Dr. Arissetyanto Nugroho: Teknologi Smart Phone dan Gaya Hidup Generasi Milenial Dorong Pertumbuhan Ekonomi Digital secara Masif

WARTAKAMPUS.COM: JAKARTA - Ekonomi digital memang telah menjadi bagian dari kehidupan masyarakat dewasa ini. Berbagai macam produk bisa kita peroleh melalui pemesanan secara on line, mulai dari buku, barang-barang konsumsi, furnitur, komputer, obat, tiket pesawat, jasa angkutan barang, bahkan sampai jasa desain kartu nama dan logo perusahaan.

"Adalah persepsi yang salah apabila mengasosiasikan ekonomi digital hanya dengan perangkat teknologi informasi dan melupakan sisi fisiknya. Ekonomi digital memang mengubah secara drastis model bisnis, terutama yang menyangkut model pertemuan di antara penjual dan pembeli, model promosi, model pembayaran, model penangkapan, dan pengolahan informasi pelanggannya, namun kita tidak boleh lupa bahwa sesungguhnya kegiatan produksi, transportasi, penyimpanan, dan reparasi barang akan tetap berlangsung secara fisik, walaupun akan ada berbagai perubahan karena perkembangan teknologi produksi dan transportasi,"ungkap Dr. Arissetyanto Nugroho, MM, di hadapan 450 orang peserta Stadium General, Peran Profesional Supply Chain Logistic dengan tema "Tantangan dan Peluang Peningkatan Daya Saing," yang dilaksanakan di Universitas Mercu Buana, Sabtu 2 Desember 2017.

Nilai transaksi perdagangan on line ini akan terus meningkat pesat di masa mendatang. Perkembangan teknologi smart phone serta gaya hidup generasi milenial mendorong pertumbuhan ekonomi digital secara masif. Indonesia adalah salah satu negara yang pertumbuhan bisnis digitalnya sangat tinggi. Transaksi e-bussiness Indonesia pada 2017 mencapai Rp 65 triliun-Rp 70 triliun. Studi yang dilakukan Nomura Research juga  menyebutkan bahwa nilai transaksi e-bussiness di Indonesia mencapai sekitar 1,2 persen dari nilai transaksi ritel secara keseluruhan di 2017.

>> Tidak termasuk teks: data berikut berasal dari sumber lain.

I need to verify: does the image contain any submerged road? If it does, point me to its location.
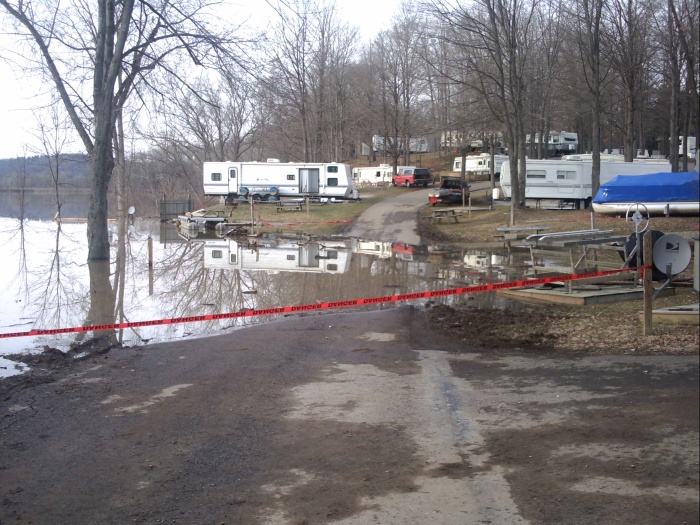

Sebagaimana kita ketahui bersama, bahwa dibandingkan dengan produk domestik bruto (PDB) Indonesia, kontribusi e-bussiness memang belum mencapai 1 persen. Namun, angka ini akan naik dengan cepat dan diperkirakan menjadi sekitar Rp 2.000 triliun pada 2025. Secara matematis ini mencerminkan pertumbuhan per tahun rata-rata di atas 40 persen, jauh di atas pertumbuhan PDB yang moderatnya di sekitar 5 persen per tahun.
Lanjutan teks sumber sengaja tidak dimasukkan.